I pull the mirror from beneath my dress, then prick my finger with a pushpin from my beauty caisse. He watches as I rub the blood in the mirror’s handle. The grooves soak with it. The liquid climbs to the top, bathes the roses, and the glass fills with an image of his face—kind eyes, a perpetual half-smile, and a creased and serious brow. I can feel him—his strength and loyalty, his selflessness and protective instinct, his affection for me. The overwhelming power of it surges through me.
“What do you see?” he asks, searching my face.
“I don’t want you to go.” My voice breaks. Silent and unruly tears breach the fragile wall holding them in.
I wipe them away.
He looks at me, then reaches his fingers to my face, his hands heavy yet gentle. I don’t flinch. I don’t move away from his touch. His thumb catches a tear beside my mouth. He doesn’t stop wiping until they stop falling. The warmth of his hand seeps into my skin.
“You make me feel safe,” I say.
He leans forward. “And you make me feel the same.” His whisper gets tangled in my hair. “But safety is never permanent. I suppose like beauty, it’s unpredictable.”
More tears well in my eyes. Different ones this time. I don’t know what this wild feeling is. I want him to touch me again. I want him to kiss me. I want to know what that feels like. A seam inside me starts to rip, taunting me with all that could happen if I let him in.

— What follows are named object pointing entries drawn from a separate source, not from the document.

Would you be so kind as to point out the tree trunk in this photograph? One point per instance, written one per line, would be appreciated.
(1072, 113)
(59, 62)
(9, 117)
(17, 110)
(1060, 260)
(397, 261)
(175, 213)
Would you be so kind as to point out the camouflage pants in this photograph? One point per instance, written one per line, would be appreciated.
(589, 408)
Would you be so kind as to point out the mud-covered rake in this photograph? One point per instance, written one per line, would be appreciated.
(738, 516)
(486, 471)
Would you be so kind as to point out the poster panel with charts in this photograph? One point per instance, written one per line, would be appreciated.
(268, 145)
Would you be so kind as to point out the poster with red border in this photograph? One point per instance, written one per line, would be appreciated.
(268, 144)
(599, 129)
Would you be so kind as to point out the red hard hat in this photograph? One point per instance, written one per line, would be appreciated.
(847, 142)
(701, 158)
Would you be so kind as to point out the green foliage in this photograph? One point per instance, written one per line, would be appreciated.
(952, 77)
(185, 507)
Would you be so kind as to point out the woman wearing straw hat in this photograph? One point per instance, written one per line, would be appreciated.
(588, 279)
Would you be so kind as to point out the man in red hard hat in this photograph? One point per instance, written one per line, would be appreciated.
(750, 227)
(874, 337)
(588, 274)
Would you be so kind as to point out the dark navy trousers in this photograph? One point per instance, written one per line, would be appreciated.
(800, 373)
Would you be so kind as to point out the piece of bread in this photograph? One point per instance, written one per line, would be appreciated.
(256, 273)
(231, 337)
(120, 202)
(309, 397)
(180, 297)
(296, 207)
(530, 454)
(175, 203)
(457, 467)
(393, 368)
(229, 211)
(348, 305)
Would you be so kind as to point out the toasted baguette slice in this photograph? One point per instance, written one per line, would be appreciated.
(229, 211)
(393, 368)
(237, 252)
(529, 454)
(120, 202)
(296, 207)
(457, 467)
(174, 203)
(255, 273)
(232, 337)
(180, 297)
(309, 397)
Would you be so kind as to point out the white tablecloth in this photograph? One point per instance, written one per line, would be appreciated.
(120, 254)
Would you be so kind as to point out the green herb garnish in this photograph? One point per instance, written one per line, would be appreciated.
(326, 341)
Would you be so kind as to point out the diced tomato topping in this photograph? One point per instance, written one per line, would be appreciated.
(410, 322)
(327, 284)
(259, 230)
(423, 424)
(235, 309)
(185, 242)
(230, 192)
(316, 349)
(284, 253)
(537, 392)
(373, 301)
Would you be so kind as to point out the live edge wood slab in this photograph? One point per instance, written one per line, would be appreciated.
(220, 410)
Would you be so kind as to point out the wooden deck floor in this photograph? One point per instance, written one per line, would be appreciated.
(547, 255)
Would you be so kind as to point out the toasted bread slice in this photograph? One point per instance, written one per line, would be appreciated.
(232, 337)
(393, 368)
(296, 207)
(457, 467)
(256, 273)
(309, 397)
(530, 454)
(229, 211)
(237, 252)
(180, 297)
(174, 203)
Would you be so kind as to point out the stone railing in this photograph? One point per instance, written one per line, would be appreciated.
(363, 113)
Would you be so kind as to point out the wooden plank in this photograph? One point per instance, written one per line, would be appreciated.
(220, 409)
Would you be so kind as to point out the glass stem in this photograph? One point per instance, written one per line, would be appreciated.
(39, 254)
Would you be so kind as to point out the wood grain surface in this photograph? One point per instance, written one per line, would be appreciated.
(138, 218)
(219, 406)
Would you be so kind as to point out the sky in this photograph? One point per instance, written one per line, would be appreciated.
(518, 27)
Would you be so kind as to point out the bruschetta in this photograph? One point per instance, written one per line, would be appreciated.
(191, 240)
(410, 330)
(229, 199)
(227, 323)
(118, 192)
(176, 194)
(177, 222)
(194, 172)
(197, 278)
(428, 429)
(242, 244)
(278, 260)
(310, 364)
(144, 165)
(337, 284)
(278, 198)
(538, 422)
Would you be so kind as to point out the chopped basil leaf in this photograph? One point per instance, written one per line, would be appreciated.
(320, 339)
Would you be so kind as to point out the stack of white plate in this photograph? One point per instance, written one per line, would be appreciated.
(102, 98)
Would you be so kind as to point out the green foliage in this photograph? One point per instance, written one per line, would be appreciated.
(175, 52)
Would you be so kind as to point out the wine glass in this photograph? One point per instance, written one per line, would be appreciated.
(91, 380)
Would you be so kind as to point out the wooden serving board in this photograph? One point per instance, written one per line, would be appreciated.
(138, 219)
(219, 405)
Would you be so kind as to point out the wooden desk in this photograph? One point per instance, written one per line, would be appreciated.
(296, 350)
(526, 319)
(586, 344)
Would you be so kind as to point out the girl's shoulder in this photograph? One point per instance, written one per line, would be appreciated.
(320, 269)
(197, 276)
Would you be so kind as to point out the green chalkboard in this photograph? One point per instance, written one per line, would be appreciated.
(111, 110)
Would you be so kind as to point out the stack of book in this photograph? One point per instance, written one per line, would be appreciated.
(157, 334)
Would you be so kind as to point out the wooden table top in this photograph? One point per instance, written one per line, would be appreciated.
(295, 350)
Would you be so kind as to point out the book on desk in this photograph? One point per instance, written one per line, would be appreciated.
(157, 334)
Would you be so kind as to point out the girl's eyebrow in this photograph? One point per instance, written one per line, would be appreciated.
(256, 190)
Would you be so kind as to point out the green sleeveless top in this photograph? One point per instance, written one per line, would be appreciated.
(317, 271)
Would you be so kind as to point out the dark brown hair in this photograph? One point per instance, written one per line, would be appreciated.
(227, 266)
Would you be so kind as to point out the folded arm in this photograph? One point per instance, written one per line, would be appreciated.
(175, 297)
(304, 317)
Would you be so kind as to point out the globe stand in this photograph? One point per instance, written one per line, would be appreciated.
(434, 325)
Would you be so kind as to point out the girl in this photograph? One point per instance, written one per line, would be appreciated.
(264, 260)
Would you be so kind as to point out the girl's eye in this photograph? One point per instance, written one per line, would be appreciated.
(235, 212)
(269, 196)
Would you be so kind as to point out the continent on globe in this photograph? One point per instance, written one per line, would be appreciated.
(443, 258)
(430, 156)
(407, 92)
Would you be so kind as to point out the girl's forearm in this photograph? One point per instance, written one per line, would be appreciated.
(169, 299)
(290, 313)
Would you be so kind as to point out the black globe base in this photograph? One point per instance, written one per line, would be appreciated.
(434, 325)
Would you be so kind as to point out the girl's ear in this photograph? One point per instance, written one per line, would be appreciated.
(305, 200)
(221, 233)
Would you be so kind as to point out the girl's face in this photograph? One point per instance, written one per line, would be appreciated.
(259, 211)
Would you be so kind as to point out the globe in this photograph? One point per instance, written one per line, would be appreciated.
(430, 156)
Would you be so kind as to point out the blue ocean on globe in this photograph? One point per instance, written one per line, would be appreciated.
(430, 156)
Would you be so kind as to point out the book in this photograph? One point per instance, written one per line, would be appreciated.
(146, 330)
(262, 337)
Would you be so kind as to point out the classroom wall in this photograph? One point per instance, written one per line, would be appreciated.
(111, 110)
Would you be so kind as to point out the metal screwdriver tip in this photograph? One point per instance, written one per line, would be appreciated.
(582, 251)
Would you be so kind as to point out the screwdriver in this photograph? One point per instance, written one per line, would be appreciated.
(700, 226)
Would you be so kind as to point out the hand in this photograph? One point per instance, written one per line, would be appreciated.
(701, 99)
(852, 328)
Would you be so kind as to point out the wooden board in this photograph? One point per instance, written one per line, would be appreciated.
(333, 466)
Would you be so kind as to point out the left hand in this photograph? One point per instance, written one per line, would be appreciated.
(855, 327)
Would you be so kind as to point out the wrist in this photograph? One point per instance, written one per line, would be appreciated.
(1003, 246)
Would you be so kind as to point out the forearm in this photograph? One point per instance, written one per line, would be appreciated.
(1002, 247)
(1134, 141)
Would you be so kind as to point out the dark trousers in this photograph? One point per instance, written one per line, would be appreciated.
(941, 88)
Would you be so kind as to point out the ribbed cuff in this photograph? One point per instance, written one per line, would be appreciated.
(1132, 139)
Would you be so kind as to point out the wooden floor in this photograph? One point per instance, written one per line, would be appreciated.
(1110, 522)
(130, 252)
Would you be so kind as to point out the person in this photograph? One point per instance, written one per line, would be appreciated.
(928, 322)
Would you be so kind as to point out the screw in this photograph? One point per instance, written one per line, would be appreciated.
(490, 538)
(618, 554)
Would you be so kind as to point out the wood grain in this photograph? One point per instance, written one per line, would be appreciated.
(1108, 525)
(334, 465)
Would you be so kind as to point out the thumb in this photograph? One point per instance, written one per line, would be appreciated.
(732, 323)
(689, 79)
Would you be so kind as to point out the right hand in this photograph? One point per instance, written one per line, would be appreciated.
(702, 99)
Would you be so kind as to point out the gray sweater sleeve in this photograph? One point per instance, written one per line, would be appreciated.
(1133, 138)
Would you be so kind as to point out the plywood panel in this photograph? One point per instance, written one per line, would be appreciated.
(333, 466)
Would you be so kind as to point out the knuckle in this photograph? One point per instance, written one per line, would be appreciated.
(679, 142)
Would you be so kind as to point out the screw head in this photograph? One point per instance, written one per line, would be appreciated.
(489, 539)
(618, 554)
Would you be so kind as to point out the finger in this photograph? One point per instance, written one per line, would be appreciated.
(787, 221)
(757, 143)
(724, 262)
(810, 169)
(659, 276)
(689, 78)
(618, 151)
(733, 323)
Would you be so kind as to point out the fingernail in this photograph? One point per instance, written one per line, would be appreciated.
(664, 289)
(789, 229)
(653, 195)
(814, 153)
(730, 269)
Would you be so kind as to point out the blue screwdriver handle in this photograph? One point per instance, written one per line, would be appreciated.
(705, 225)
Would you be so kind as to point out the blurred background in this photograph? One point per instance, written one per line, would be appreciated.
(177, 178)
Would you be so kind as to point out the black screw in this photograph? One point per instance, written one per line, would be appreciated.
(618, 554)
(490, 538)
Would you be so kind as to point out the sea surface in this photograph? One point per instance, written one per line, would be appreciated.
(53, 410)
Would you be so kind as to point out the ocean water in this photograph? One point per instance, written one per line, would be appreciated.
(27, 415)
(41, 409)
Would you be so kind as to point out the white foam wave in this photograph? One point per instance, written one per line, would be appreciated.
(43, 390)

“I have to go,” he whispers. “You will be fine without—”
I touch his face, then press my mouth to his, shoving those words back in, and knowing that we can’t be together, knowing he has to leave, knowing that our joke about being married was just that—a joke. Still, a blush blooms in my cheeks.
He freezes.
I pull back. My heart does a nervous tumble. His eyes gaze into mine.
A pocket of silence encapsulates us, the edges of it expanding and stretching throughout the room.
Neither of us moves.
I search his eyes for the answer to the kiss. Would he ever want me in that way? Have I crossed a line with him? Did I misinterpret what I saw in the mirror? Am I allowed to have these feelings?
I open my mouth to try to say something. The words I’m sorry tumble out.
He runs his hand along the curve of my neck and cups my face in his hands. I sink into him. He kisses me gentle and soft. All the worries about whether he wants me drift off like post-balloons.